This question is regarding the latest article about the best high-yield online savings accounts.
I just read the “fine print” in AE’s FAQs about opening a high yield savings account. It states:
" *The Annual Percentage Yield (APY) as advertised is accurate as of 06/24/2023. Interest rate and APY are subject to change at any time without notice before and after a High Yield Savings Account is opened."
How do I know the APY isn’t going to tank once they have my money? Thanks!
Thanks for your knowledgeable reply. The follow up question then is: If every other savings account has the same terms, is it common for online savings banks to take advantage of their customers? Or do they tend to continue offering reasonable interest rates relative to economic conditions, inflation, etc.

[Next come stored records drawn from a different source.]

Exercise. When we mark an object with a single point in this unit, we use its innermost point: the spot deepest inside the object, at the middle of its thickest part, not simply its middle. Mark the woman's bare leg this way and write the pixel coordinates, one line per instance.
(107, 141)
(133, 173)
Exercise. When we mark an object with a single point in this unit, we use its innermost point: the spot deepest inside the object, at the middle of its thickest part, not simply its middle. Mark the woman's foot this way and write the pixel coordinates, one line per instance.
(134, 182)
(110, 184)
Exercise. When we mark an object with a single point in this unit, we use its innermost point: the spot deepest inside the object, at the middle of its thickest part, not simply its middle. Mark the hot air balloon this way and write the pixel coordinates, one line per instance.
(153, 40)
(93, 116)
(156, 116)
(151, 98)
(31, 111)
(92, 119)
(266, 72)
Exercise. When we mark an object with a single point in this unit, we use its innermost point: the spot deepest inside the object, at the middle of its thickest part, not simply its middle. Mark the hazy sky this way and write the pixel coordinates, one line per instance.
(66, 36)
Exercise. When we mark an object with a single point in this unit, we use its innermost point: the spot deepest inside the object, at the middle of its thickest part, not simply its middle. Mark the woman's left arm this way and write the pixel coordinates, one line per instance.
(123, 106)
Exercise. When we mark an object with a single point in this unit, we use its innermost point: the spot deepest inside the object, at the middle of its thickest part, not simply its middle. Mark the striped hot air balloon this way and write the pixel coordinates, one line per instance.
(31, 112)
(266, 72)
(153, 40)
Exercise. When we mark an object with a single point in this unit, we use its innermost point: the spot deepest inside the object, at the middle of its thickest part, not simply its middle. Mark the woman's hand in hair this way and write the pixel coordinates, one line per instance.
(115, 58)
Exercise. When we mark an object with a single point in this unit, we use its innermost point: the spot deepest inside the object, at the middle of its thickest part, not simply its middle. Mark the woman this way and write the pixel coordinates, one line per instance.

And does anyone out there have any personal experience with American Express’ high-yield savings account?
I’ve had the AMEX account for a couple of years. With interest goin up over this time, it’s been adjusted up about every 2-3 months. I assume when rates start going down, they will be adjusted down the same way.
Based on the Atlanta Federal Reserve Bank market probability tracker, I would expect bank savings rates to eventually get below 3.50%. Kathy Jones @ Schwab thinks possibly below 3%.
Not good for savers, and the media is totally clueless about mortgages… mortgages do not respond to the Fed Funds Rate, they follow the 10 year US Treasury. Mortgages have spiked up recently even as the Fed is lowering. The yield curve is steepening.